DPI Technical Specialist – Grain Services, Peter Matthews, said this year’s guide, which celebrates its 25th year, is more comprehensive than ever and has all the information farmers need for a successful winter crop.
“Guides such as this highlight the DPI’s impressive history of delivering quality agricultural research and development to increase productivity and resilience across the state’s agricultural sectors and the environment,” he explained.
“This publication is key in assisting NSW’s cropping industry, which had an output of $8 billion in 2020-2021.”
The guide provides everything from the latest yield performance for crop varieties, grain quality, disease tolerance, new variety characteristics, weed management practices, to rotations and crop nutrition.
This information is based on research and development results from DPI, other research providers and the National Variety Testing program.
“There are three new spring milling wheats, three long-season feed wheats, three barley varieties, 13 canola varieties, one faba bean variety, two field pea varieties and one narrow leaf lupin variety available for growers this season,” Mr Matthews stated.

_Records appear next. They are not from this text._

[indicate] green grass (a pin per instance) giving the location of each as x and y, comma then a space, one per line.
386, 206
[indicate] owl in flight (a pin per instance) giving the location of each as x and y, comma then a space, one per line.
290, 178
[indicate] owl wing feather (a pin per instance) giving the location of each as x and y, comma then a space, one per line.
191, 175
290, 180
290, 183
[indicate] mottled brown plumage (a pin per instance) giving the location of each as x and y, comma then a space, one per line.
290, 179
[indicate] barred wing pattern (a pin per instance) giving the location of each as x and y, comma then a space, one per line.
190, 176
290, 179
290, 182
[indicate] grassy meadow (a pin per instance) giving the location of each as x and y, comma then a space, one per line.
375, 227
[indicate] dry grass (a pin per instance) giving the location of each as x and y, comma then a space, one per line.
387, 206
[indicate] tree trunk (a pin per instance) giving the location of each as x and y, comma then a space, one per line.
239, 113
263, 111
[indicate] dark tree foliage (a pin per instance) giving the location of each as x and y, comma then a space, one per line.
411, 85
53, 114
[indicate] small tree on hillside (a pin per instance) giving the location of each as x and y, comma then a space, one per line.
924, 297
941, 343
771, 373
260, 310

“Lentils have also been added to this year’s guide in recognition of the growing opportunity for this crop in southern and central NSW; it’s well suited to the farming system in these regions and one of the highest value pulse crops.”
“The National Variety Trial (NVT) data presented in the Winter crop variety sowing guide are long-term multi-environment trial (MET) results. These results are currently the most accurate and reliable means of interpreting variety performance across sites and years The yearly regional mean values presented in the guide have been extracted from the NVT database and values are only shown for a variety when the variety was present at sites in that year,” the NSW DPI website said.

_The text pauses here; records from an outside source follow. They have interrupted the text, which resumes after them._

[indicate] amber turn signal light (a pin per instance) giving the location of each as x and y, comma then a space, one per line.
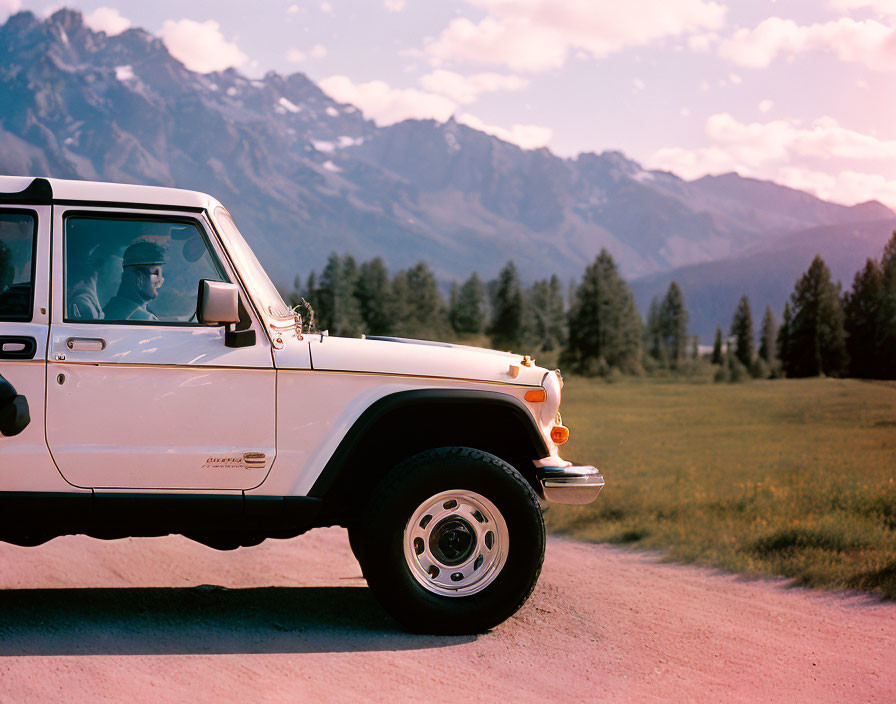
536, 395
559, 434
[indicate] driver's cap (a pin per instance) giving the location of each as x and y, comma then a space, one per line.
143, 253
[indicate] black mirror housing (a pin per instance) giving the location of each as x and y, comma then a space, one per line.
218, 303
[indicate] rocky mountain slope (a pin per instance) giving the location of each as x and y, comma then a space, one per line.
305, 175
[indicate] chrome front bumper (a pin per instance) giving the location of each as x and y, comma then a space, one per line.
571, 485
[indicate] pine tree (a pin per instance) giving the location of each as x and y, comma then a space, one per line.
292, 298
862, 311
336, 306
742, 332
398, 306
768, 336
717, 346
469, 311
506, 329
673, 325
817, 339
782, 343
886, 347
374, 294
603, 320
653, 333
544, 320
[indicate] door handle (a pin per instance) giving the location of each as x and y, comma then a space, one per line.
17, 347
85, 344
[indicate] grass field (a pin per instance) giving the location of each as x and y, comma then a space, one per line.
785, 477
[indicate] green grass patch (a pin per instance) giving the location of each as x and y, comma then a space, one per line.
787, 477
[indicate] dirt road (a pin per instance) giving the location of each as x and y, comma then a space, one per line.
290, 621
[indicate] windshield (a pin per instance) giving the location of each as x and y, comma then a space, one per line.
261, 288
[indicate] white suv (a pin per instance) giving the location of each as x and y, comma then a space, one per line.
153, 381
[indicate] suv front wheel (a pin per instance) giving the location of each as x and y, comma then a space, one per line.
452, 541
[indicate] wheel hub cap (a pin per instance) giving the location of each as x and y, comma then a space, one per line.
456, 543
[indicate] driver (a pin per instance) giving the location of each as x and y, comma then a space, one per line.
141, 279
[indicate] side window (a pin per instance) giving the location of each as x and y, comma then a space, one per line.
135, 270
17, 234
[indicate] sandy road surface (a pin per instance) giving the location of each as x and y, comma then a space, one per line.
129, 620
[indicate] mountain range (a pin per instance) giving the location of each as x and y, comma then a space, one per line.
305, 175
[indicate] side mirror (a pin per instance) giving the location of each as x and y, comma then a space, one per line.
14, 415
218, 303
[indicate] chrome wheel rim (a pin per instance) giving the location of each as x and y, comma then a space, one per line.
456, 543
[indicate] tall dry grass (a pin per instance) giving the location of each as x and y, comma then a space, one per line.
787, 477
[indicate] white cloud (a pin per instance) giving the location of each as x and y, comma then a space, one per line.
848, 187
108, 20
868, 42
467, 89
386, 105
525, 136
200, 46
8, 8
124, 73
288, 105
538, 35
881, 7
824, 158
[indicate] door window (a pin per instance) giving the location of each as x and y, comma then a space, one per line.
17, 235
135, 270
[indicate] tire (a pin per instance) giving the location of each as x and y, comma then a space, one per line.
452, 541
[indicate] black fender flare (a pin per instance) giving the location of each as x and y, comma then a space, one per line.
420, 400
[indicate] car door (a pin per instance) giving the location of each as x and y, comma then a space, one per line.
140, 395
25, 462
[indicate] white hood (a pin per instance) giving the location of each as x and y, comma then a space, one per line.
420, 358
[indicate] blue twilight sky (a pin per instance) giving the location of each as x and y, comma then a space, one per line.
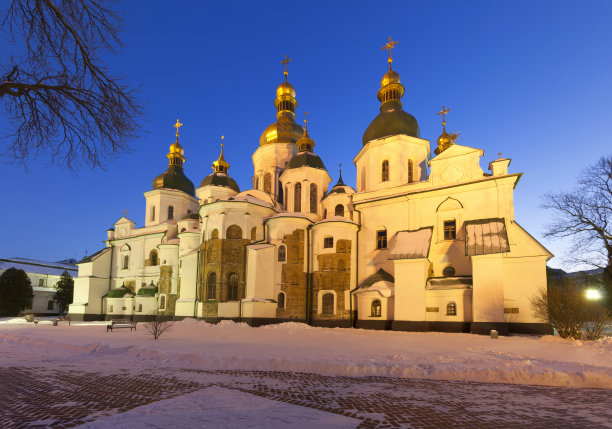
529, 79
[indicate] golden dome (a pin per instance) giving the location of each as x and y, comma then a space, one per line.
284, 130
176, 148
285, 88
390, 77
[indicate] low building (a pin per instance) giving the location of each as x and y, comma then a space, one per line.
44, 276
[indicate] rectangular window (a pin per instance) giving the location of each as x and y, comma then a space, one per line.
450, 230
381, 239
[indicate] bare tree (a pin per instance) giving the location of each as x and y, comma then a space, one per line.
585, 215
159, 324
60, 97
565, 306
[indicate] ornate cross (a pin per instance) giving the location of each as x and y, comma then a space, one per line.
285, 62
390, 45
177, 126
443, 112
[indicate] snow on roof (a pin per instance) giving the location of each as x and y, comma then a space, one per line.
336, 219
257, 299
384, 288
38, 267
411, 244
290, 214
486, 236
259, 246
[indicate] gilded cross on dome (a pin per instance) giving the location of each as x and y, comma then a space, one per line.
390, 45
285, 62
443, 112
177, 126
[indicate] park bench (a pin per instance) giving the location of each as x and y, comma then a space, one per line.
62, 319
116, 324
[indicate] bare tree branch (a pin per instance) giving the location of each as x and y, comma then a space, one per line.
585, 216
61, 99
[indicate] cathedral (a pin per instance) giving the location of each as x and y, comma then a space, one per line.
420, 243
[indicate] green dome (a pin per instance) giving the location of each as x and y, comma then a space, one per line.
174, 178
220, 179
306, 159
391, 121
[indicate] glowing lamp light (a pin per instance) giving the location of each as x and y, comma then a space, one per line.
593, 294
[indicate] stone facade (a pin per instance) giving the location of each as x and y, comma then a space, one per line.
294, 280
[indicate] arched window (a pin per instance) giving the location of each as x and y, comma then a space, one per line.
280, 193
385, 171
286, 198
211, 286
410, 171
233, 231
232, 287
381, 239
376, 308
448, 271
153, 257
281, 300
268, 183
327, 304
297, 197
314, 199
363, 179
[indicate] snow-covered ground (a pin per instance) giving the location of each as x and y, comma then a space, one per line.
295, 347
217, 407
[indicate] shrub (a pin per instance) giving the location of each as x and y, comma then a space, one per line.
159, 324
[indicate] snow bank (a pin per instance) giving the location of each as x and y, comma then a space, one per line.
297, 347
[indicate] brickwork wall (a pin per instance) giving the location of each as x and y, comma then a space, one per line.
165, 286
294, 277
334, 274
223, 257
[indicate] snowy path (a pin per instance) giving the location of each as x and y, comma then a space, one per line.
60, 398
291, 375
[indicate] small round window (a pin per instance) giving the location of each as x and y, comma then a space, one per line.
448, 272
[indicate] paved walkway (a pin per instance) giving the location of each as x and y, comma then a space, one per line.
33, 397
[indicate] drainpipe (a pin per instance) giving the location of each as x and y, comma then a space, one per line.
308, 303
353, 319
195, 302
110, 275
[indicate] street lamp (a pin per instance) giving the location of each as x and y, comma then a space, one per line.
593, 294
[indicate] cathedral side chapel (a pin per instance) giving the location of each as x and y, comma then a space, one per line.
420, 243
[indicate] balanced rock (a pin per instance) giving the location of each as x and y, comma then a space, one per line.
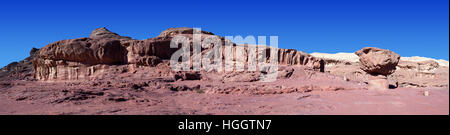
379, 63
376, 61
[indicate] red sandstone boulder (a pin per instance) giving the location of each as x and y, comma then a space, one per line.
377, 61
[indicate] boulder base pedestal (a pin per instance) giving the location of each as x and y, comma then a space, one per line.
379, 82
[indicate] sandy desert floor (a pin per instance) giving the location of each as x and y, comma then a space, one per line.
49, 99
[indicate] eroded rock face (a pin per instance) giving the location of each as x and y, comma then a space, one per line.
377, 61
82, 58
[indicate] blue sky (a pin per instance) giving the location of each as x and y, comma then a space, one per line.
408, 27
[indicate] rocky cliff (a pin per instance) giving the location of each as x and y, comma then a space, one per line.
81, 58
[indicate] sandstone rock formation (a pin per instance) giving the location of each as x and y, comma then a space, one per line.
379, 63
82, 58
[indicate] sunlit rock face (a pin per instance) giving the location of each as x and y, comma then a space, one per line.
82, 58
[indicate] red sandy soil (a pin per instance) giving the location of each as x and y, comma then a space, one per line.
48, 98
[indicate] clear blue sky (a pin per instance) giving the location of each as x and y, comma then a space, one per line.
408, 27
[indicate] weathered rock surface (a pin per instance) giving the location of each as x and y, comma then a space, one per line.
82, 58
378, 61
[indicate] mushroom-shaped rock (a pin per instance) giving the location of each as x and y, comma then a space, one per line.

Those armed with the Guide can make can make informed and cost-effective decisions based on the information and research provided.
Rising prices of inputs such as diesel, herbicides, and fertiliser mean crop establishment failures would be costly this season. With the high price of nitrogen-based products such as urea, growers are advised to create nitrogen budgets and target paddocks that will give them the highest return on investment if it becomes a limited resource.
“Targeting the right variety and sowing time can maximise the chance of a high yielding crop, and minimise frost risk or heat stress during grain filling,” Mr Matthews advised.
“For example, growers should consider growing pulse crops to build up soil nitrogen levels for 2023 crops while taking advantage of high pulse grain prices and grow a profitable crop in 2022.
“They should select a pulse crop that suits their soil types, a variety that matches their growing season, and varieties with the best available disease resistances against the main foliar diseases.
“Fortunately, we’ve taken the guesswork out of these decisions by providing all the available information in this Guide.”
The 2022 Winter Crop Variety Sowing Guide is available to download from the DPI website and hard copies will be available at local agribusiness stores, Local Land Services or DPI offices.